Activision Blizzard has finished conducting a review of its various culture issues. This was done in response to the various harassment and abuse allegations several employees claimed against the publisher. However, Activision has found that there was “no widespread harassment,” contrary to the allegations.
The findings were published in a document posted on Activision’s investor website. It contains a lot of PR jargon but the general gist is that Activision believes that the claims made against it were overstated. The publisher acknowledges that improvements can be made but does not believe that any of its leadership was aware of the problems.

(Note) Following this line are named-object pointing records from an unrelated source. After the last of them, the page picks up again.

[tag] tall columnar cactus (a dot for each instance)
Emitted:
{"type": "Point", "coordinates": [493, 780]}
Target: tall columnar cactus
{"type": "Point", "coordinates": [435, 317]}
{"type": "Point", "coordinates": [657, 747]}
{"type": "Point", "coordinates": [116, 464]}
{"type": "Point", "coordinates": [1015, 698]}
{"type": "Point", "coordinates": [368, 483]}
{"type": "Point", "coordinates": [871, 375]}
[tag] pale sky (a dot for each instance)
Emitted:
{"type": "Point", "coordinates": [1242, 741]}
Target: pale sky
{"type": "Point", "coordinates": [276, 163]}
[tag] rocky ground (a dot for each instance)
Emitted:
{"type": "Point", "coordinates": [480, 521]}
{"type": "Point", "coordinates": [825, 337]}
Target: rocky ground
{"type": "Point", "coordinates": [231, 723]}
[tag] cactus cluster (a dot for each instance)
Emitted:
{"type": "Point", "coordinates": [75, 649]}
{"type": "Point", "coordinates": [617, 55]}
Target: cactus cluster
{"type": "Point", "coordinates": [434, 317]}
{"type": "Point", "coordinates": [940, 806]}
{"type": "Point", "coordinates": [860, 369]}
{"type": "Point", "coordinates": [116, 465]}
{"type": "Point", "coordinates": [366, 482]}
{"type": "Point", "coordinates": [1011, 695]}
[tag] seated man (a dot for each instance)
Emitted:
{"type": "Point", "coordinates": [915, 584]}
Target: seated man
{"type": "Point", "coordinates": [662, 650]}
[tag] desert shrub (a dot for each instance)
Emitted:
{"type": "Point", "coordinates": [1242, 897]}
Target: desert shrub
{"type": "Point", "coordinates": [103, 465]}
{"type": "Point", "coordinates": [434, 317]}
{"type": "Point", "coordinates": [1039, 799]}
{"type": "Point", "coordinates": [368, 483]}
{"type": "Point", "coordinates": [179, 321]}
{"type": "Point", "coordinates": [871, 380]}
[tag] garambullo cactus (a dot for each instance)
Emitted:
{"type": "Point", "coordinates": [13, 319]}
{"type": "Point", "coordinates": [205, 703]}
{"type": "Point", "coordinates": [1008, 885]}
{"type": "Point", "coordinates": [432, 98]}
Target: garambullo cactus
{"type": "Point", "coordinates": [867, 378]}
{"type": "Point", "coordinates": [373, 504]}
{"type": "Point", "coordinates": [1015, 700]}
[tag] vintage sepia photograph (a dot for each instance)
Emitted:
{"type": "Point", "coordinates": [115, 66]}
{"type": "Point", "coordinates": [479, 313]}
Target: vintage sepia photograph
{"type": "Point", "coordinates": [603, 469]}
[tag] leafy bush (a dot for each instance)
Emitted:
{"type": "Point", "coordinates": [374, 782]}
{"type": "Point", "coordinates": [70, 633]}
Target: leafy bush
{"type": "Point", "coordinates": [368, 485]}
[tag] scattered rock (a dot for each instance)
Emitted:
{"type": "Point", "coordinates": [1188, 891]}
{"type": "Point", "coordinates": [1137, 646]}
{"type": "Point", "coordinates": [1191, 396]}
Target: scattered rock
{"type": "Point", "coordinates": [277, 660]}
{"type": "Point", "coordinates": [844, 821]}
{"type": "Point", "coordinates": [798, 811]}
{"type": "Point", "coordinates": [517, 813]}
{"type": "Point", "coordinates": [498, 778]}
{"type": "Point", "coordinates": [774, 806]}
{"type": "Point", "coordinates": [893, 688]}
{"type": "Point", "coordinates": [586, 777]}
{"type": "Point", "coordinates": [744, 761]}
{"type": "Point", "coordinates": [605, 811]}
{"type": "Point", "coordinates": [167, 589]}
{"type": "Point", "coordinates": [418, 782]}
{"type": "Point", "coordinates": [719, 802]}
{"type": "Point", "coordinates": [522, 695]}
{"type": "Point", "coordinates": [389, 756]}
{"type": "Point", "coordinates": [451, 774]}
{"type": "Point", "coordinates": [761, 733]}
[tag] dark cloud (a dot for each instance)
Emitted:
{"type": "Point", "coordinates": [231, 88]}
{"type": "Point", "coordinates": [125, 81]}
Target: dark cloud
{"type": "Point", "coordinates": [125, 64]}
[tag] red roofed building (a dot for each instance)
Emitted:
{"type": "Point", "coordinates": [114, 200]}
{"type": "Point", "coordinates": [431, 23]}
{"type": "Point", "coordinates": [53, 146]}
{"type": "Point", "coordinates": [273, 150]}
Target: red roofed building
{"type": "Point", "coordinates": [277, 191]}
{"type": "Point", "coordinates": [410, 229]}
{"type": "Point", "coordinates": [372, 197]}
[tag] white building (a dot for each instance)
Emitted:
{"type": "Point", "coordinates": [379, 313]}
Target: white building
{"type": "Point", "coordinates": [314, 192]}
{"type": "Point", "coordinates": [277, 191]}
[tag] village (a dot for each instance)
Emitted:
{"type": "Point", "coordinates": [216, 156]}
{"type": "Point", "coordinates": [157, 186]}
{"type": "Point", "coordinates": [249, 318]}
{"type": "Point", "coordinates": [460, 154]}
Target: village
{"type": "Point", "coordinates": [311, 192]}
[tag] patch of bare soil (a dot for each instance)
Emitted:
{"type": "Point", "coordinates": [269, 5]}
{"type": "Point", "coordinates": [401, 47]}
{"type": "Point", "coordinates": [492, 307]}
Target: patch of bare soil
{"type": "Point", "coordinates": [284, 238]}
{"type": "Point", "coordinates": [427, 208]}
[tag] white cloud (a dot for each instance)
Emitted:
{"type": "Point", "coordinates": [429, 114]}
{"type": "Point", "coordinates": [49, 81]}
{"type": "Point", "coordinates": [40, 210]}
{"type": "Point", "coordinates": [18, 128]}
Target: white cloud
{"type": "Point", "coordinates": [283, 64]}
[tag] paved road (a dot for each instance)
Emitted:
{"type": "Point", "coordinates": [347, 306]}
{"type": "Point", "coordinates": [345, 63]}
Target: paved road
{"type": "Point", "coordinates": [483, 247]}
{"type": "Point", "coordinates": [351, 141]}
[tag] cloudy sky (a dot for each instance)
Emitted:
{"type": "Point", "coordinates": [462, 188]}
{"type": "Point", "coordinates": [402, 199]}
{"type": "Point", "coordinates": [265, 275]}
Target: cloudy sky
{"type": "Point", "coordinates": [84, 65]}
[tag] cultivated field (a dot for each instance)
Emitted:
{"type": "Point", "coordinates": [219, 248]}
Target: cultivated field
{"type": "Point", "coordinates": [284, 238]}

The document reads “the Board and its external advisors have determined that there is no evidence to suggest that senior executives ever intentionally ignored or attempted to downplay the instances of gender harassment”. Additionally, American lawyer Gilbert Casellas believes that there was no widespread harassment or systemic issues at Activision. It is worth noting that Casellas was hired by Activision to conduct the investigation.
Activision goes on to detail the steps it has taken to improve its company culture. This includes efforts to fix pay disparity, banning alcohol in the workplace, and waiving arbitration for individual claims of sexual harassment.
Needless to say, you should be extremely skeptical of any claims made in this report. Naturally, Activision would want to say that Activision has no harassment issues. Especially in a report that will be shown to investors, the people responsible for pumping money into the company.
Also, the fact that the investigation was conducted by a team hired by Activision largely invalidates it. Large compensation was likely provided in order to overlook certain aspects and present the company in a good light. If Activision wants these claims to be taken seriously by anyone an independent investigation has to follow.